(Ottawa) Le Nouveau Parti démocratique (NPD) a vainement réclamé, mercredi, la tenue d’un débat d’urgence aux Communes sur l’utilisation de la disposition de dérogation par Doug Ford.

Le gouvernement ontarien a invoqué la disposition, aussi appelée « clause nonobstant », pour imposer une sortie expéditive au conflit de travail qui l’oppose à 55 000 travailleurs du secteur de l’éducation. Ces syndiqués menacent de débrayer vendredi et le gouvernement ontarien tente de faire adopter une loi spéciale qui fixerait les conditions de travail pour quatre ans — et interdirait aussi tout recours à la grève.

Le chef néo-démocrate fédéral, Jagmeet Singh, a soutenu mercredi, en mêlée de presse, que le premier ministre Justin Trudeau, s’il s’est dit préoccupé par la situation, ne s’était pas engagé à poser des gestes concrets.

On a entendu les libéraux qui ont dit que c’est un problème, mais ce n’est pas suffisant de seulement souligner le problème : c’est une attaque contre les travailleurs.

Jagmeet Singh, chef du NPD

Il a fait valoir qu’Ottawa pourrait décider d’utiliser d’autres lois pour protéger les droits des travailleurs, sans toutefois préciser lesquelles. Il a aussi affirmé qu’il était en faveur de soumettre un renvoi à la Cour suprême du Canada afin qu’elle clarifie dans quelles circonstances la disposition de dérogation pouvait être utilisée.

« Ce qu’on veut voir, c’est le fait que le gouvernement prend au sérieux cette question et s’engage à trouver des solutions, a ajouté M. Singh. Si c’est une question de projet de loi, on est prêt à appuyer un projet de loi. »

« Inacceptable », dit Trudeau

Quelques minutes avant de prendre part à la période des questions, M. Trudeau a réitéré aux journalistes que son gouvernement évaluait ses options. « C’est inacceptable qu’un gouvernement utilise la clause nonobstant de façon préventive parce que ça empêche les (tribunaux) de même pouvoir regarder si c’est constitutionnel ou non, a-t-il soutenu. Ça enlève les conséquences politiques de l’utilisation de la clause dérogatoire. On est en train de suspendre les droits fondamentaux des Canadiens sans avoir de conséquence. »

PHOTO ADRIAN WYLD, LA PRESSE CANADIENNE

Le premier ministre Justin Trudeau

Appelé à préciser quelles lois le NPD a en tête pour contrer le recours, par le gouvernement Ford, à la disposition de dérogation, le chef adjoint du parti, Alexandre Boulerice, est demeuré vague.

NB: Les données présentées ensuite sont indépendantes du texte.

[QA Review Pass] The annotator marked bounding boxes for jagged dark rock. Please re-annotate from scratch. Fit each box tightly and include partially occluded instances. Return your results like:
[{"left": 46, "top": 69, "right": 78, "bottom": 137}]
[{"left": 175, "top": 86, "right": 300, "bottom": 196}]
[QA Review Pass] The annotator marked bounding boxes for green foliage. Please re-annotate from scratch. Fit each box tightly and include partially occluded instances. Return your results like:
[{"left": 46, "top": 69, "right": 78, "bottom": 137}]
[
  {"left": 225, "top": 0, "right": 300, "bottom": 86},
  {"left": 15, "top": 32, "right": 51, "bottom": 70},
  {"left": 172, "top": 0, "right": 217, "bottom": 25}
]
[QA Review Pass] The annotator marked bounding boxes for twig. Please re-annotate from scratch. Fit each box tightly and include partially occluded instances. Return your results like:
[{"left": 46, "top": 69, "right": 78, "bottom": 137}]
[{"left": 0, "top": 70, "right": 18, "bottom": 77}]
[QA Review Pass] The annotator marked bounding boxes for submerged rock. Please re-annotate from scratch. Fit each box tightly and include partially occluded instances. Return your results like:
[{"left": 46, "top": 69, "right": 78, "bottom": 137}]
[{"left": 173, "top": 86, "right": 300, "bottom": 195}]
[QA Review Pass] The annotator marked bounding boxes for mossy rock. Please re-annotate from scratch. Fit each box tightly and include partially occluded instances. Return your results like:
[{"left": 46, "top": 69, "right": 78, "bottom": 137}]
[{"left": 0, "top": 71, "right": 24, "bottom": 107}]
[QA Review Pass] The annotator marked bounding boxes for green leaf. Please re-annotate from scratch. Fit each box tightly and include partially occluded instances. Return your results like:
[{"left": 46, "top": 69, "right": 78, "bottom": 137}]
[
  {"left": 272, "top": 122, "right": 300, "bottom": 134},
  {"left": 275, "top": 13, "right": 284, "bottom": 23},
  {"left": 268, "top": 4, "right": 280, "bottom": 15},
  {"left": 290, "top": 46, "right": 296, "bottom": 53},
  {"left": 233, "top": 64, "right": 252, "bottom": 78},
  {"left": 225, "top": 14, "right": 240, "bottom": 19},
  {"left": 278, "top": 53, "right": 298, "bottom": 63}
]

« Il y a différentes avenues. Il existe une législation qui a très rarement été utilisée — on est prudents là-dessus — sur le désaveu, mais je pense que c’est au […] premier ministre lui-même de regarder à explorer tout ce qui est possible d’utiliser (et) peut-être on doit encadrer l’utilisation de la clause dérogatoire dans le futur », a-t-il répondu.

Le NPD dit aussi craindre que la dérogation du gouvernement Ford à la Charte encourage d’autres provinces à recourir de plus en plus souvent à cet outil constitutionnel.

Interrogé plus tôt mercredi sur les options que pourrait envisager Ottawa, le ministre de la Justice, David Lametti, n’a pas voulu s’avancer. Il a toutefois rappelé sa position déjà connue : l’utilisation préventive de la disposition de dérogation est « très grave », « antidémocratique », et « sape la démocratie canadienne ».

« Cela revient à dire que la Charte n’existe pas », a-t-il estimé.

Une motion non débattue

Aux Communes, mercredi, le député néo-démocrate Matthew Green a vainement demandé à la Chambre de tenir un débat d’urgence sur la question. Dans une lettre au président des Communes, M. Green soutenait que le projet de loi visant à imposer une nouvelle convention collective aux travailleurs de l’éducation ontariens portait atteinte à leurs droits et imposait des mesures punitives « disproportionnées ».

Le député Green ajoutait que le recours à la disposition de dérogation pour contourner la Charte des droits et libertés faisait partie d’une « tendance inquiétante » des provinces qui cherchent à bafouer les libertés constitutionnelles.

« Ce cas particulier pourrait créer un précédent pour les gouvernements provinciaux de tout le pays qui pourraient chercher à s’en servir pour saper davantage les droits des travailleurs inscrits à la convention collective », a-t-il déclaré aux journalistes.

M. Green souhaitait que la Chambre condamne à l’unanimité cette décision mercredi après-midi, mais certains députés conservateurs ont rejeté le dépôt de sa motion. M. Trudeau et d’autres députés ont demandé aux conservateurs fédéraux de se prononcer, mais ceux qui se rendaient à une réunion du caucus mercredi matin ont refusé.